Les débats promettaient d’être animés. Il y a trois mois, une proposition de loi émanant de l’Association européenne des parents d’enfants scolarisés, l’AEPES, était déposée sur le bureau du président de la Chambre européenne, M. Olaf Frederiksson, qui avait alors chargé la Commission des initiatives citoyennes de se prononcer sur la recevabilité de la demande. Les députés ayant établi que la requête était valide, la Chambre devait examiner hier la recommandation citoyenne qui avait recueilli plus de 5 millions de signatures dans toute l’Europe, soit 5 fois plus que le minimum légal. Nos concitoyens européens demandaient à leurs parlementaires d’accorder à tous les parents le droit d’inscrire leurs enfants dans l’école de leur choix, sans que celui-ci ne soit limité par une contrainte géographique.
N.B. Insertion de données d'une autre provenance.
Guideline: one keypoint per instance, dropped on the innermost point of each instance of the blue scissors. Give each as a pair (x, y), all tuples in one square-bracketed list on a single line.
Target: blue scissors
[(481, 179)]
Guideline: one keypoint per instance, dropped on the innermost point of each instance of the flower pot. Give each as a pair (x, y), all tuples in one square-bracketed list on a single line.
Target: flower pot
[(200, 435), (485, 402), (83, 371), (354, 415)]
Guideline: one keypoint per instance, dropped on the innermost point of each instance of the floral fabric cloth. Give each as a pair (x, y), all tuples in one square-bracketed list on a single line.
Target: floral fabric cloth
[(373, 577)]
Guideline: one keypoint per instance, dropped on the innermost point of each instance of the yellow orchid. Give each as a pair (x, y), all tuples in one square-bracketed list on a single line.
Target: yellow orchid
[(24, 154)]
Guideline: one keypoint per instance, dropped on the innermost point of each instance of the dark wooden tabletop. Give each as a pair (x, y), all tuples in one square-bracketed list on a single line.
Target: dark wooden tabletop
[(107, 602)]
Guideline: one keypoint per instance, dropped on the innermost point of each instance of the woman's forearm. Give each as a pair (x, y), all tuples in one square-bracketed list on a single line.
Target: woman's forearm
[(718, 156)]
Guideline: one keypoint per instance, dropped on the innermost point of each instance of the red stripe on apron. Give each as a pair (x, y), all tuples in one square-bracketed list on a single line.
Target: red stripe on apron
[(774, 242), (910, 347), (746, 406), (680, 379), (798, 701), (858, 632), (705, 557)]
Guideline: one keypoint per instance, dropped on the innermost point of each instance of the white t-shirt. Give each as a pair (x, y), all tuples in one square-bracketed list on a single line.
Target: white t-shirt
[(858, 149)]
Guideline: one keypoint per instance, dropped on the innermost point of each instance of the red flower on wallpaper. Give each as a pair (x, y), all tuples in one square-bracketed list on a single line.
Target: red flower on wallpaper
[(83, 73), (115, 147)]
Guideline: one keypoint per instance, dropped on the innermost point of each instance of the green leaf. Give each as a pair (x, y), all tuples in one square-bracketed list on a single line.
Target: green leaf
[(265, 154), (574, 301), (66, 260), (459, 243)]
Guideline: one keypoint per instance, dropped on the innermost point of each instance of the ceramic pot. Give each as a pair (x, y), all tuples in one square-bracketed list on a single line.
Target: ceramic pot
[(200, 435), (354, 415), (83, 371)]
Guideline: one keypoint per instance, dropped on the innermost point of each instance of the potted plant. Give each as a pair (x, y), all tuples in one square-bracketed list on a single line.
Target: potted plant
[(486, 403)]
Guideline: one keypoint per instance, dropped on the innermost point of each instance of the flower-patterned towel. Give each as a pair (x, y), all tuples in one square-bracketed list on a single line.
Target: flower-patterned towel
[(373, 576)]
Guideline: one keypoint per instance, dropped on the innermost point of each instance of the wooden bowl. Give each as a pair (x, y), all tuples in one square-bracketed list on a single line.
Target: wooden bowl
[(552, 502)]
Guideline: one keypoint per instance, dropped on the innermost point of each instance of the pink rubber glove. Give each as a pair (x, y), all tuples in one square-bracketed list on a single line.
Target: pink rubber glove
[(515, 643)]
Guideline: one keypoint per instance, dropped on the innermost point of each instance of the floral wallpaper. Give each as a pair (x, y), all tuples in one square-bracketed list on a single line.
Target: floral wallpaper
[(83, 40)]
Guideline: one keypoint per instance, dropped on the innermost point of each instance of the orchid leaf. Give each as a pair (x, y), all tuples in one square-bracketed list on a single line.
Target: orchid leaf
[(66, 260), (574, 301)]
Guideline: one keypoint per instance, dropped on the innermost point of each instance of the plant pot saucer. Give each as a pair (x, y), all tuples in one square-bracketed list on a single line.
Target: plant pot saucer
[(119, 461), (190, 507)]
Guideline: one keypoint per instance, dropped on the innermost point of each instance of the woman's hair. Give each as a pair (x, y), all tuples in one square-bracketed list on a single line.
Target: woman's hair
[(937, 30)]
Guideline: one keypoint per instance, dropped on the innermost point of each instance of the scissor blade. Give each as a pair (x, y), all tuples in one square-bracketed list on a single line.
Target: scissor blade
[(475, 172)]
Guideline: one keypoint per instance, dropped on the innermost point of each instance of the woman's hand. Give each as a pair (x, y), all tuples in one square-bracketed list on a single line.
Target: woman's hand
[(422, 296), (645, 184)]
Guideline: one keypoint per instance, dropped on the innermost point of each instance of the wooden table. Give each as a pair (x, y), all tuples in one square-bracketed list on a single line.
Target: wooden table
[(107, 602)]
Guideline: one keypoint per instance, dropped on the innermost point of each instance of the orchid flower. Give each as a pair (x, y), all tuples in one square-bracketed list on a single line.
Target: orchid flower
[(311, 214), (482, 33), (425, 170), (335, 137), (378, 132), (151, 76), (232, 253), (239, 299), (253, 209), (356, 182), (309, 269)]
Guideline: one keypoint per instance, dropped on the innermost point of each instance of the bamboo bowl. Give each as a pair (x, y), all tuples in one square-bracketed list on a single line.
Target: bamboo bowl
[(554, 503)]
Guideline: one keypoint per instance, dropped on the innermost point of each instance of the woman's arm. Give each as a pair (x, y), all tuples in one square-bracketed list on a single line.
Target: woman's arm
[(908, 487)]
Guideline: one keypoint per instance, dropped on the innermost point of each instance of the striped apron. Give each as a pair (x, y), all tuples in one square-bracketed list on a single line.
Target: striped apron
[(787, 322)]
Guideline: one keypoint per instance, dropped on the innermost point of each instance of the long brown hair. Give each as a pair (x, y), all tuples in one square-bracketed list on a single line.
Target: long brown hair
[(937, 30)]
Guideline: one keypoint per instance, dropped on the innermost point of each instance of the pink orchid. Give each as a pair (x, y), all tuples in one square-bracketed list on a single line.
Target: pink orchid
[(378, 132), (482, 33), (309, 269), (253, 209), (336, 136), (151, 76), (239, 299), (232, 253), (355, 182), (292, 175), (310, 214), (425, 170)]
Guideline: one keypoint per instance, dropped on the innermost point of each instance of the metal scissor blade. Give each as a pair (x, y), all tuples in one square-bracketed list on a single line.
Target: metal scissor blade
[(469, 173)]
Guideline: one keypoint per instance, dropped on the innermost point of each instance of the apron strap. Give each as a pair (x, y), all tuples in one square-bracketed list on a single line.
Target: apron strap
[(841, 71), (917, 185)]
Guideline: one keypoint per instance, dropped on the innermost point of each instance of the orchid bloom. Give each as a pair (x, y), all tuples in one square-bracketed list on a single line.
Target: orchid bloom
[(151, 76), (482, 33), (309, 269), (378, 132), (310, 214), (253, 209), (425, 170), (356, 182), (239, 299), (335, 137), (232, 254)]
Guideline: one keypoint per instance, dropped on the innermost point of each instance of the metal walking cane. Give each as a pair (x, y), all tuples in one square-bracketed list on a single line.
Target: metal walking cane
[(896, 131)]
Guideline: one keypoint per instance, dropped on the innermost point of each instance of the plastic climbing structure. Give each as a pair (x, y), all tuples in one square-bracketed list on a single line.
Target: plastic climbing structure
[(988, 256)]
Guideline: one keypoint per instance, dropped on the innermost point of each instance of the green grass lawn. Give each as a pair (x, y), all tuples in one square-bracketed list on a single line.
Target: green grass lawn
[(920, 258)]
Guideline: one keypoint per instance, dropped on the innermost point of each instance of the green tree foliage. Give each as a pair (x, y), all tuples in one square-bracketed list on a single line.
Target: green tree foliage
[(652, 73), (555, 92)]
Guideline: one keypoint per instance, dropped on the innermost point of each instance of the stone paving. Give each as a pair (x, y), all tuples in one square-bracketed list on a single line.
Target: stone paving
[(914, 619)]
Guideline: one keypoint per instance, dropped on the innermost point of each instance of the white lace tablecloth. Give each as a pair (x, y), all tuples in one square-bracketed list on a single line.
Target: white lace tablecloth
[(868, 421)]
La carte scolaire, qui dans plusieurs pays européens impose précisément cette contrainte de proximité, semblait en effet relever d’une époque révolue. « A quoi sert-il d’avoir introduit Copernicus à la suite d’Erasmus +, si nous n’avons même pas la possibilité d’inscrire nos enfants dans une autre commune que la nôtre ? », relevait le document de l’AEPES. Durant la séance plénière, les fractures entre députés de gauche et de droite étaient perceptibles, les premiers estimant que la mixité sociale devait prévaloir, les seconds défendant le droit fondamental et inaliénable du citoyen de disposer de sa liberté de choisir l’école de sa préférence. Pour animés qu’ils fussent, les échanges étaient cependant de très haute qualité. Et à 2h39, un consensus se dégageait pour modifier la législation et préciser d’une part que la restriction du choix était bien attentatoire à l’intérêt des parents et des enfants, mais qu’il était d’autre part tout aussi important de ne pas créer pour autant une école à deux vitesses. Présentant le texte des Députés sur la réforme, le document transmis au Sénat européen est assorti d’un plan de financement de 15 milliards d’euros, destiné à soutenir les écoles situées dans les quartiers précarisés. Il semble bien que la Chambre, en dissociant le problème de la mixité sociale de celui de la libéré individuelle, ait réussi à répondre aux préoccupations légitimes des uns et des autres, faisant preuve d’une étonnante maturité politique.

 

S.P.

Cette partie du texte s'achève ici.